Stackelberg Punishment and Bully-Proofing Autonomous Vehicles
This work addresses the challenge of designing bully-proof autonomous vehicles for safer human-vehicle interactions, representing an incremental improvement in applying game theory to real-world systems.
The paper tackles the problem of minimizing the cost of enforcing cooperative behavior in repeated games by introducing Stackelberg punishment, which selects a behavior that sufficiently punishes the other player while maximizing one's own score, and demonstrates its application in a virtual autonomous vehicle experiment, showing it discourages human bullying in driving scenarios.

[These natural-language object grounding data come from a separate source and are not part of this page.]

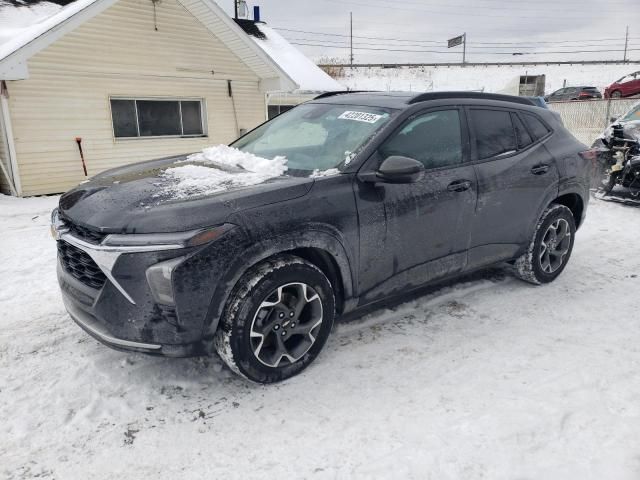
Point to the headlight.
(159, 279)
(192, 238)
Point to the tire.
(547, 256)
(258, 336)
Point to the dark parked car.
(573, 93)
(415, 189)
(624, 87)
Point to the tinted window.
(522, 136)
(124, 118)
(535, 126)
(494, 132)
(435, 139)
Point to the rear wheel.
(277, 319)
(550, 248)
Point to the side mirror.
(395, 169)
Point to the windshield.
(315, 136)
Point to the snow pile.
(16, 20)
(296, 65)
(21, 25)
(219, 168)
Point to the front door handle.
(459, 186)
(540, 169)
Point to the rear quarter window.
(537, 129)
(494, 132)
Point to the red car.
(625, 87)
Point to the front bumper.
(86, 306)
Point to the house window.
(134, 118)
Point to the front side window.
(434, 138)
(316, 136)
(536, 127)
(134, 118)
(494, 133)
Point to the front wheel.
(276, 320)
(550, 248)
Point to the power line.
(440, 12)
(342, 43)
(620, 39)
(457, 53)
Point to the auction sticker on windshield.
(360, 116)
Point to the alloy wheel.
(286, 324)
(555, 245)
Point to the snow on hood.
(631, 130)
(219, 168)
(302, 71)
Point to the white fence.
(587, 119)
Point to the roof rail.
(423, 97)
(339, 92)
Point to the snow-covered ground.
(486, 378)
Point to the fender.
(320, 236)
(550, 194)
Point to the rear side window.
(522, 136)
(434, 138)
(536, 127)
(494, 132)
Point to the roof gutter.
(14, 176)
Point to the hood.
(142, 197)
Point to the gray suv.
(382, 194)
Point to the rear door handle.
(540, 169)
(459, 186)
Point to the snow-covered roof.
(301, 69)
(28, 26)
(20, 25)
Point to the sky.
(387, 31)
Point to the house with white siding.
(96, 84)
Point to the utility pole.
(464, 48)
(351, 37)
(626, 45)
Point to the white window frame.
(135, 99)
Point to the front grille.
(83, 233)
(80, 265)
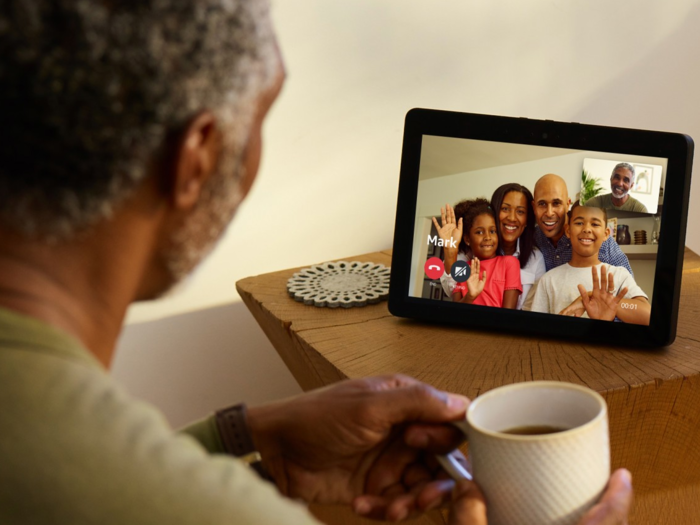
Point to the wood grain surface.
(653, 396)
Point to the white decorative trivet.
(341, 283)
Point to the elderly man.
(621, 182)
(132, 131)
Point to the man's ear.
(195, 161)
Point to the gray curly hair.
(91, 93)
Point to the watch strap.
(232, 423)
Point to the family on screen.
(535, 251)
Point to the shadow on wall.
(192, 364)
(660, 91)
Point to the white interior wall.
(327, 186)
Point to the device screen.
(558, 231)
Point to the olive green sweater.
(76, 449)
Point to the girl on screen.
(494, 279)
(515, 225)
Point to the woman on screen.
(494, 279)
(515, 223)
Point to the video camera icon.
(460, 271)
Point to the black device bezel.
(676, 147)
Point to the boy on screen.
(603, 291)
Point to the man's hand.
(366, 442)
(602, 304)
(450, 231)
(475, 284)
(614, 507)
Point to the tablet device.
(541, 227)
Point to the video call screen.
(492, 187)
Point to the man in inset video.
(621, 182)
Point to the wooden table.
(653, 396)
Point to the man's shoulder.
(637, 205)
(596, 202)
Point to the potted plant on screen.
(589, 187)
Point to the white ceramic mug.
(544, 479)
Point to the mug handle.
(450, 463)
(453, 467)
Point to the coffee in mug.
(539, 451)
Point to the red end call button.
(434, 268)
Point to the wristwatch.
(232, 423)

Mutually beneficial behavior in repeated games can be enforced via the threat of punishment, as enshrined in game theory's well-known "folk theorem." There is a cost, however, to a player for generating these disincentives. In this work, we seek to minimize this cost by computing a "Stackelberg punishment," in which the player selects a behavior that sufficiently punishes the other player while maximizing its own score under the assumption that the other player will adopt a best response. This idea generalizes the concept of a Stackelberg equilibrium. Known efficient algorithms for computing a Stackelberg equilibrium can be adapted to efficiently produce a Stackelberg punishment. We demonstrate an application of this idea in an experiment involving a virtual autonomous vehicle and human participants. We find that a self-driving car with a Stackelberg punishment policy discourages human drivers from bullying in a driving scenario requiring social negotiation.